Mentre per Bogdanov, prima vicino a Lenin e poi suo oppositore, il Prolekult (l’Organizzazione Culturale-educativa Proletaria) avrebbe dovuto realizzare mostre autodidatte nelle fabbriche, aggiornandole progressivamente; un progetto ipotizzato sulla falsariga di uno ulteriore che vede la nascita di un museo davvero industriale, fucina laboratoriale di produzione. La necessità di un’istituzione sempre connessa alla vita quotidiana e un museo capace di superare i propri confini spinge anche verso l’idea di un museo itinerante dentro comuni veicoli, allo scopo capace di raggiungere anche i contadini che vivono nelle campagne. E poi il già citato Museo della Rivoluzione, il Pantheon dell’URSS, i Musei Antireligiosi e diversi altri.
Sono numerose, quindi, le teorizzazioni e talvolta le sperimentazioni reali volte a promuovere nuove formule e tipologie museali che, sempre a partire dagli anni Trenta, vedono emergere anche una riflessione specifica sulle modalità testuali più efficaci per favorire la comprensione.

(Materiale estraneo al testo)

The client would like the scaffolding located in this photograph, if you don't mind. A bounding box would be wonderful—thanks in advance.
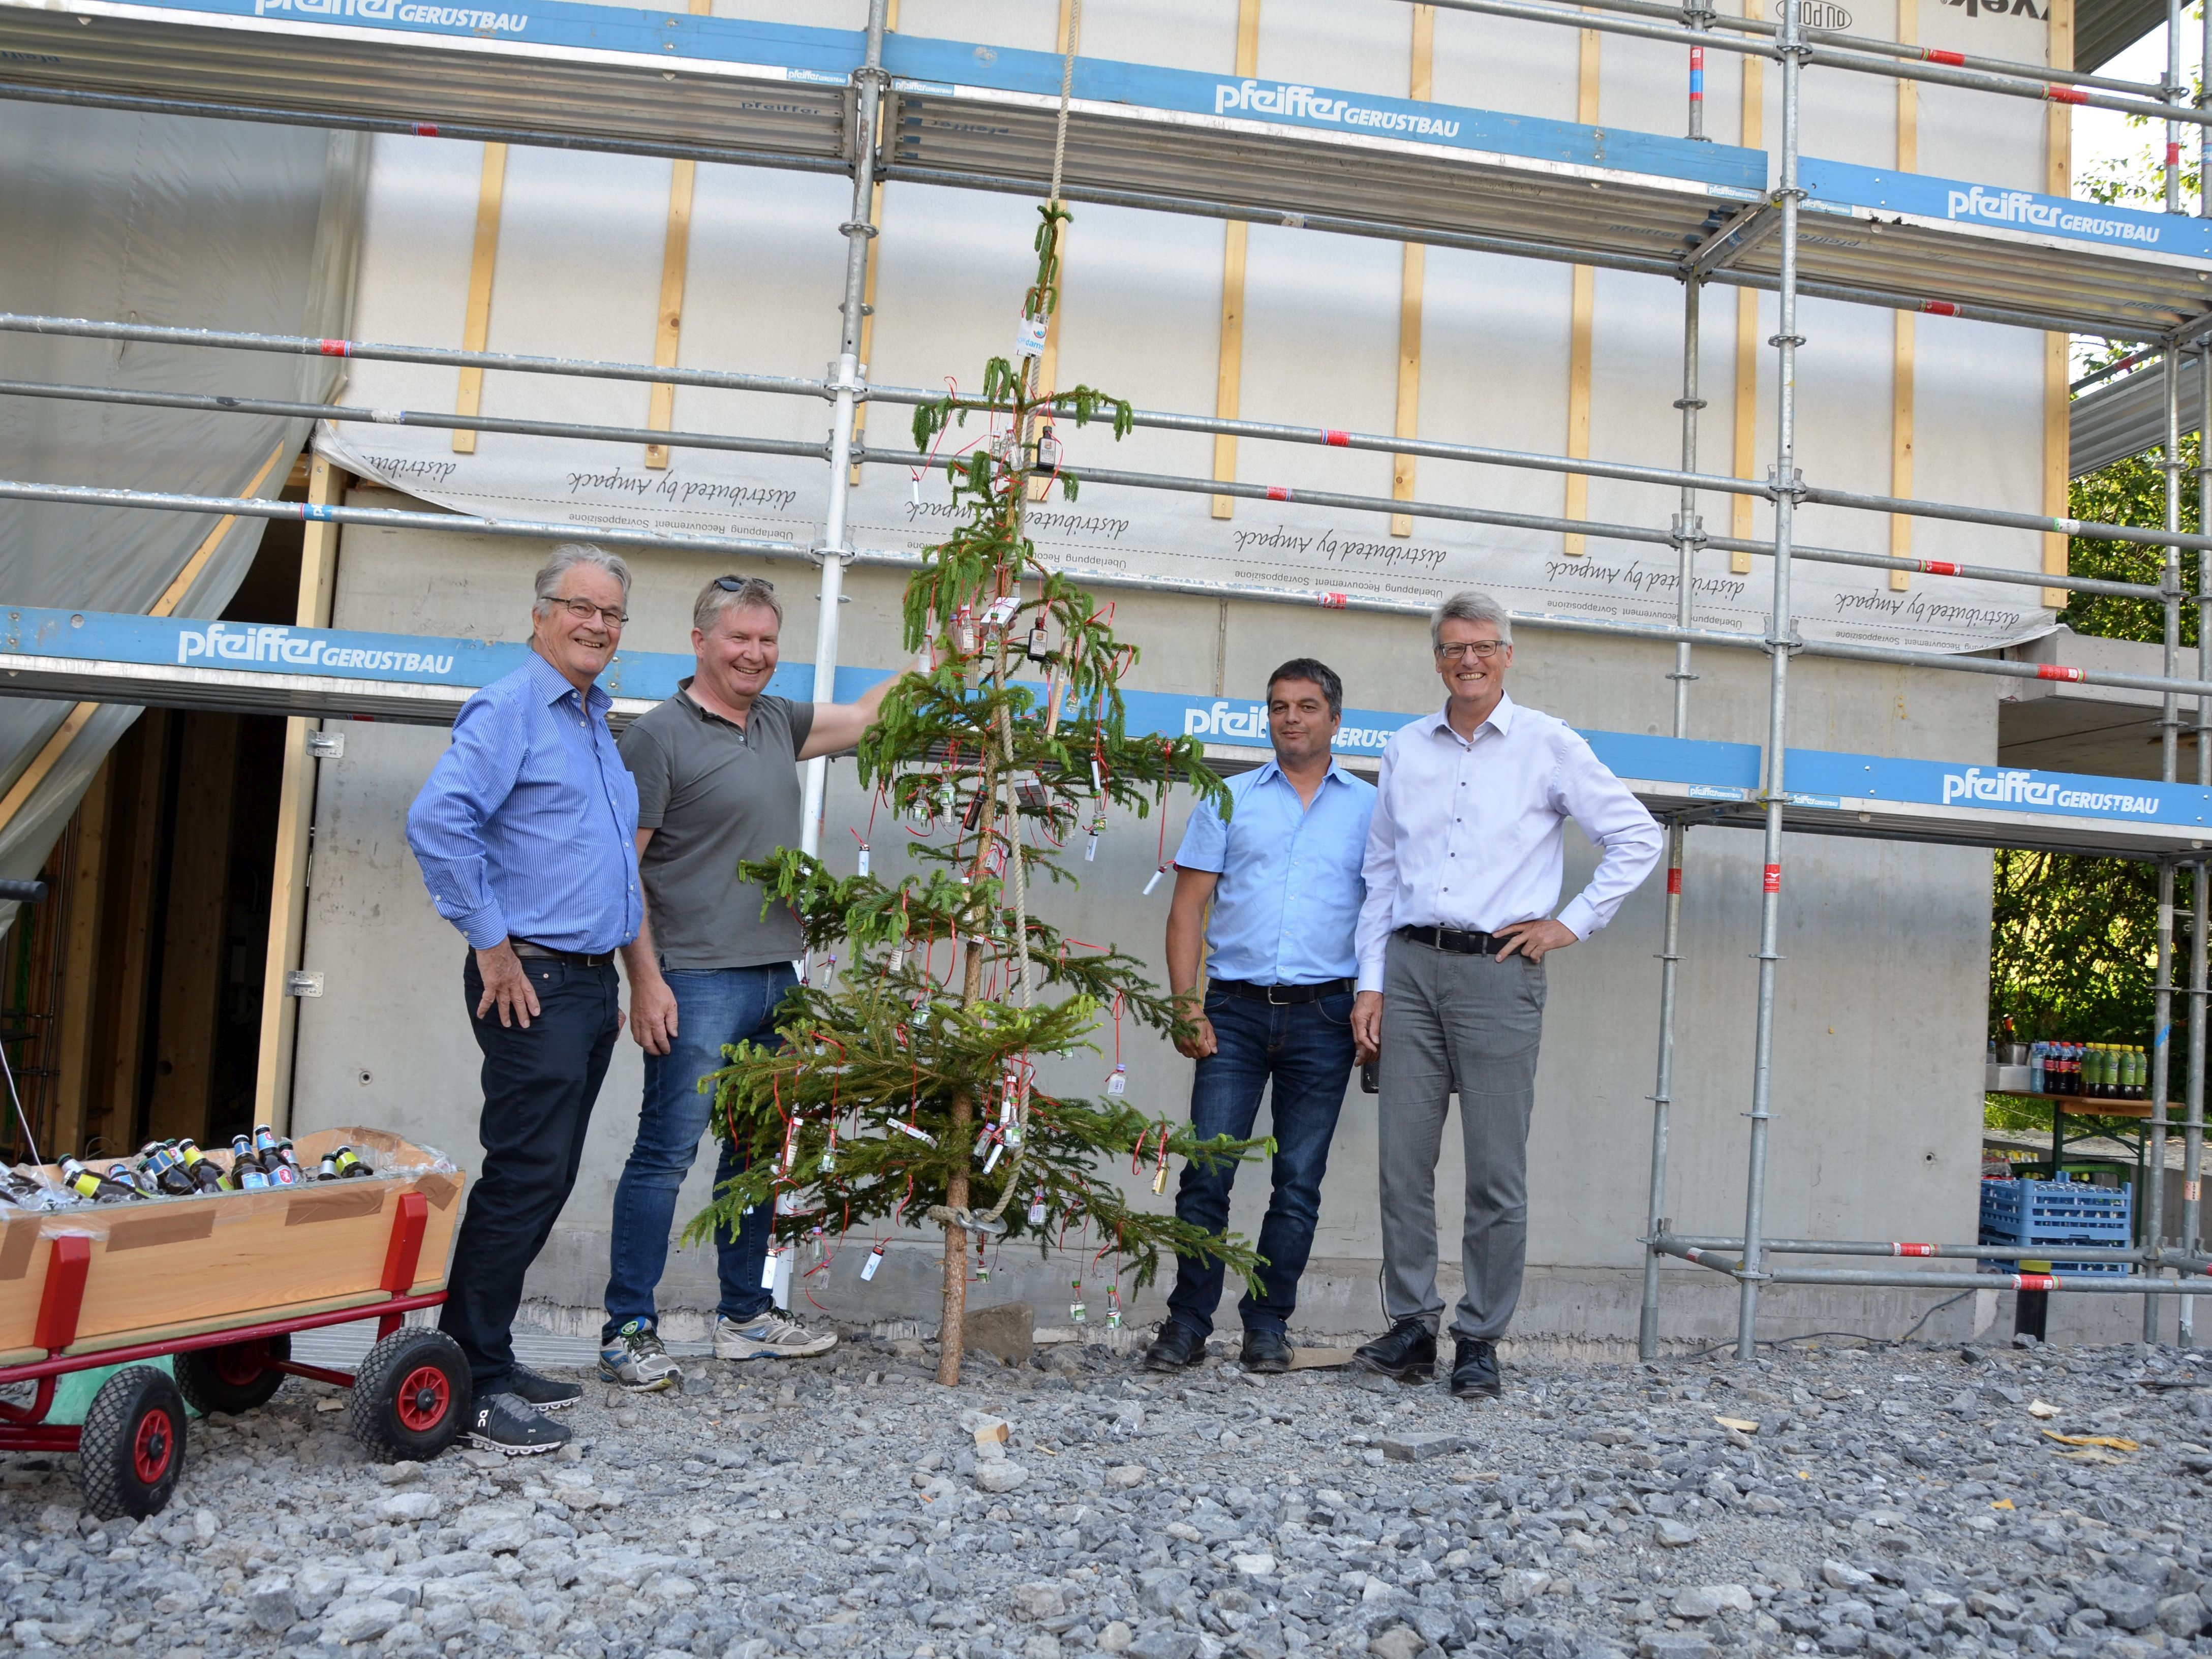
[7,0,2212,1346]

Si tratta di musei, talvolta surreali, che ambiscono innanzitutto ad un’osmosi con il territorio, in un’ottica di inclusione per quanto chiaramente finalizzata ad obiettivi e valori politici.
Quella che poteva comunque essere l’esordio di un lungo percorso di ricerca si interrompe però con il progredire degli anni Trenta: se anche Stalin si esprime sul tema, definendo i musei “nuove armi per propositi di partito”, il loro destino li vede costretti ad un agire via via sempre più omogeneo che non lascia spazio a nuove rielaborazioni e teorie. Dal 1917 ad oggi, a quasi distanza di cent’anni dalla rivoluzione di novembre, è interessante notare il moltiplicarsi delle mostre che, nei grandi musei internazionali, raccontano la ricchezza di una produzione creativa: dalla pittura al cinema, dagli artefatti alle porcellane, dalle stoffe stampate ai coupon alimentari.

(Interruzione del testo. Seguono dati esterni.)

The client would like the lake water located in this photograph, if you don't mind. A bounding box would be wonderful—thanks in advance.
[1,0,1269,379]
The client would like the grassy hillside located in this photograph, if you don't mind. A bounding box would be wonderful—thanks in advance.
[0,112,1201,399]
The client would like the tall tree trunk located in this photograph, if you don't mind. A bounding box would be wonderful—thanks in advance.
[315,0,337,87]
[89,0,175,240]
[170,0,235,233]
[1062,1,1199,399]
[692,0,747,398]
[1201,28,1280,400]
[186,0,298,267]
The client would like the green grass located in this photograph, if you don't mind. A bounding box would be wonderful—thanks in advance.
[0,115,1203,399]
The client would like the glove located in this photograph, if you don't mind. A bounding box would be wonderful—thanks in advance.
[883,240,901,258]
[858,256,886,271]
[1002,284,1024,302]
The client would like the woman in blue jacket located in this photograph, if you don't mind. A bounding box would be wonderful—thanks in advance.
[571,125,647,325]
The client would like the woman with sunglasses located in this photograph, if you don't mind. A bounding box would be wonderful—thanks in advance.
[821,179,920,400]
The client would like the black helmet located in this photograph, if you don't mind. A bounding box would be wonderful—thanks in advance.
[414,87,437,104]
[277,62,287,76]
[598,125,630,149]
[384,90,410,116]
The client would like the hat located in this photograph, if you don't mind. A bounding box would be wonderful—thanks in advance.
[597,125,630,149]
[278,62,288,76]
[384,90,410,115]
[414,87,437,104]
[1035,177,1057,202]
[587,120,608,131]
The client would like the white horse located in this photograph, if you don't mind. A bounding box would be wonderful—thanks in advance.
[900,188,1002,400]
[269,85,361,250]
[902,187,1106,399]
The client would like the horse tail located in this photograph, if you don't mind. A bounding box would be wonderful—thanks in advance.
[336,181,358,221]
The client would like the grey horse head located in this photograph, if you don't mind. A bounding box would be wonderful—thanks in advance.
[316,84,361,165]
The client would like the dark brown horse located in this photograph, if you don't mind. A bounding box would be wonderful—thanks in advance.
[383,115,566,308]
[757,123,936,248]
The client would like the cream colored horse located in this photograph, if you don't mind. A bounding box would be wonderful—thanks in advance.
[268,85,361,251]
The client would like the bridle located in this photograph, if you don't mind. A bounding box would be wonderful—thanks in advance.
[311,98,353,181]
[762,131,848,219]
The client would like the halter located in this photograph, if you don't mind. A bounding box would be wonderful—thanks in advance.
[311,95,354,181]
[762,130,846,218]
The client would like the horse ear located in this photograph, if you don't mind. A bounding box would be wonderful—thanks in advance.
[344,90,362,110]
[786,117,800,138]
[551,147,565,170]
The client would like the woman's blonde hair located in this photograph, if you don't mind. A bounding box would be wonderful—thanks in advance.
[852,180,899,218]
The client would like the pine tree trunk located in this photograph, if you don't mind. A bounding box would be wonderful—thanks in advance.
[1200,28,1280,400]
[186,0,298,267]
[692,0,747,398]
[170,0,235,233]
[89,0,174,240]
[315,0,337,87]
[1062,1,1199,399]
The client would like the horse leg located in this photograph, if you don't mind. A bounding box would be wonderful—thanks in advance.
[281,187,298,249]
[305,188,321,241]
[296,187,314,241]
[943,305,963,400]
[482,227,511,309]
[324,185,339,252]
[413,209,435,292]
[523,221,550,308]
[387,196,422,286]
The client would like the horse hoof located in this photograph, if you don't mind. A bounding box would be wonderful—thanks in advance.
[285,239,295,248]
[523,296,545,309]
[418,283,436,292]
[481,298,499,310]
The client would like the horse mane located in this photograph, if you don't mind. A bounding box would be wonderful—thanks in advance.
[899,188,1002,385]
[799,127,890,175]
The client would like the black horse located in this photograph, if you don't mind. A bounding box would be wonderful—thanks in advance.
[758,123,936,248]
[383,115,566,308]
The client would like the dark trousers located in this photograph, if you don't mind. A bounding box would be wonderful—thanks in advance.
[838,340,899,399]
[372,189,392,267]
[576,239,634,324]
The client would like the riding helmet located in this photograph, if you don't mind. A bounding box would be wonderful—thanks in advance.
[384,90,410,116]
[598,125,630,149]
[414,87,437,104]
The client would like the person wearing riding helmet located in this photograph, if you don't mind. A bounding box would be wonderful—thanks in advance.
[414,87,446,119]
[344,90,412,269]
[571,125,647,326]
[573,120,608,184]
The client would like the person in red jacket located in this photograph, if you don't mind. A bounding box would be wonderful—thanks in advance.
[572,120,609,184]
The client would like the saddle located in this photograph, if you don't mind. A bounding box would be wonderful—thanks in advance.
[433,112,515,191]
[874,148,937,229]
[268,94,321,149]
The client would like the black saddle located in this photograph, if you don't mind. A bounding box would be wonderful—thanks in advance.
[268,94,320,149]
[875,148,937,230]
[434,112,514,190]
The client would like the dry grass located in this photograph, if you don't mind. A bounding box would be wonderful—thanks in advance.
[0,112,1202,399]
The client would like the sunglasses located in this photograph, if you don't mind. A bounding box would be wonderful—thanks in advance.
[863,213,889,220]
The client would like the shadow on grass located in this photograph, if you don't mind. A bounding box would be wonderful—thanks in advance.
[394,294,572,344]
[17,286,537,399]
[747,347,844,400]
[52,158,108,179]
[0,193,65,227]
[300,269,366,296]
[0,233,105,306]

Per il MoMA di New York è la prima volta che una mostra raccoglie così tanti supporti diversi, obbligando i diversi dipartimenti ad una collaborazione del tutto nuova. Lo racconta in un articolo dello scorso dicembre il New York Times, citando Alfred H. Barr Jr, primo direttore del museo che, visitando Mosca nel 1928 non avrà potuto che prendere ispirazione dalla molteplicità delle forme espressive dell’avanguardia nella stessa differenziazione delle aree del suo museo. E se pure l’influenza formale e intellettuale di quegli anni rivoluzionari aveva, per alcuni, plasmato la cultura americana del dopoguerra fatta di manifesti e pubblicità, la prima mostra su larga scala e senza prestiti organizzata negli Stati Uniti risale solo al luglio del 1980.

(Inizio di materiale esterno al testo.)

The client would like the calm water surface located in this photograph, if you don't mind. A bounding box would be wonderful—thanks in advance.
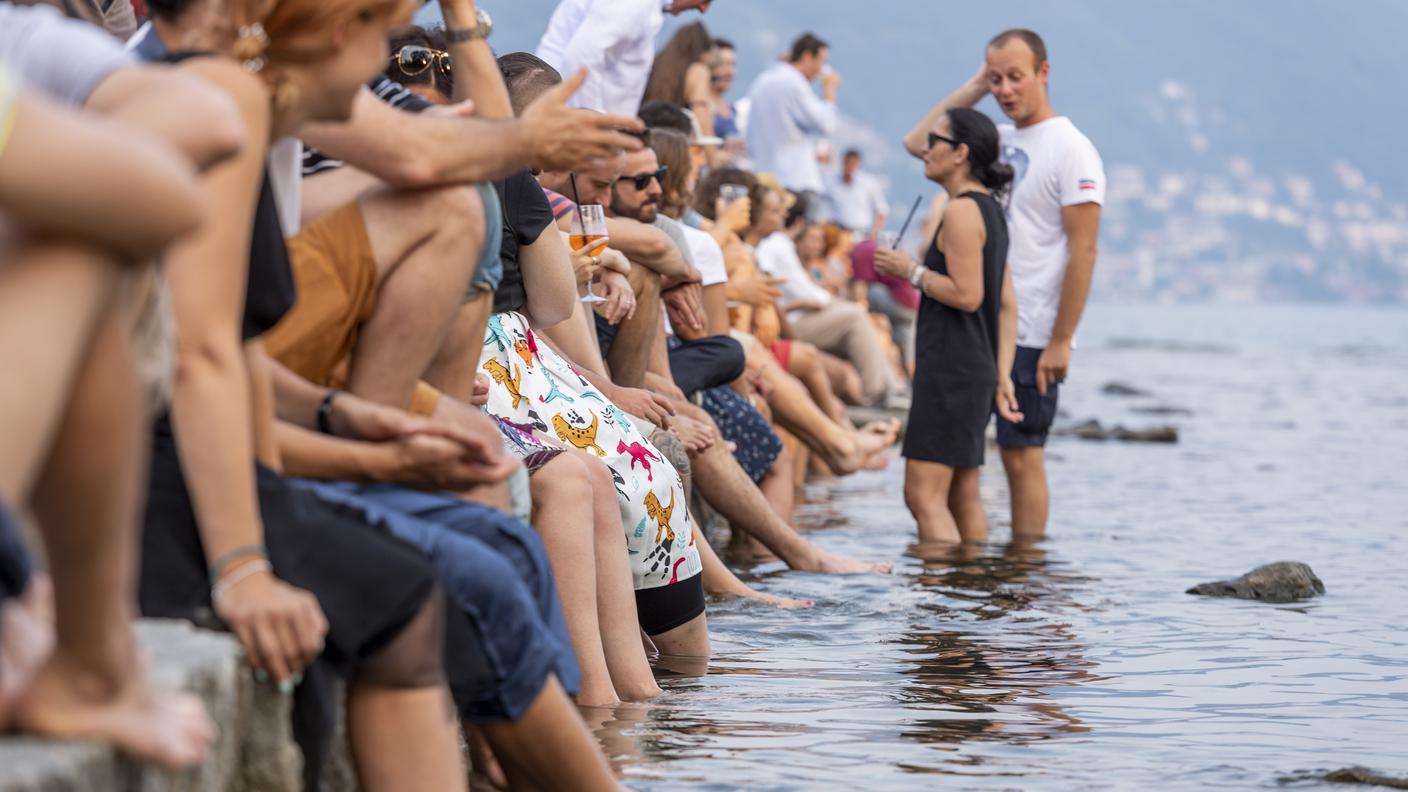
[602,303,1408,791]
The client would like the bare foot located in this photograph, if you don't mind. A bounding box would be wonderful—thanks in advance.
[0,577,55,729]
[14,651,216,769]
[813,550,893,575]
[738,588,813,609]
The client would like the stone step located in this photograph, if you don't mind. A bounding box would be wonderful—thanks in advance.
[0,619,303,792]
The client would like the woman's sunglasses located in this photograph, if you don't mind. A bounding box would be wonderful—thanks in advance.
[928,132,961,150]
[392,45,452,79]
[617,166,668,190]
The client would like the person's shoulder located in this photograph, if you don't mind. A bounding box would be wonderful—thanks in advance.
[1052,116,1100,152]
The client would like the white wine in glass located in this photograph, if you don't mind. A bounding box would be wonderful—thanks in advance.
[570,204,609,304]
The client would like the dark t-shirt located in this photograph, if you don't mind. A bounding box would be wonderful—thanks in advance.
[492,168,555,315]
[302,75,433,176]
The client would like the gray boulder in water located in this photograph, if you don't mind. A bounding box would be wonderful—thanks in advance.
[1186,561,1326,603]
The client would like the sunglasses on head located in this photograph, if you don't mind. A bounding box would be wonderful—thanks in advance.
[617,166,668,190]
[392,45,452,79]
[928,132,960,150]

Il museo, in questo senso, rappresenta chiaramente un mezzo espressivo che meriterebbe maggiore attenzione nell’indagine dei suoi paradigmi e delle sue potenzialità. Credo che durante l’estate sarà difficile poter approfondire lo stato attuale di quelli russi per soli 50 euro. Ma chissà che, al contrario, negli outlet della provincia italiana qualcuno non possa comunque decidere di inventare un qualche progetto sensato, senza per forza chiamarlo museo; perché a parer mio, nei primi anni Trenta e per una causa da considerarsi buona, non l’avrebbero affatto escluso a priori.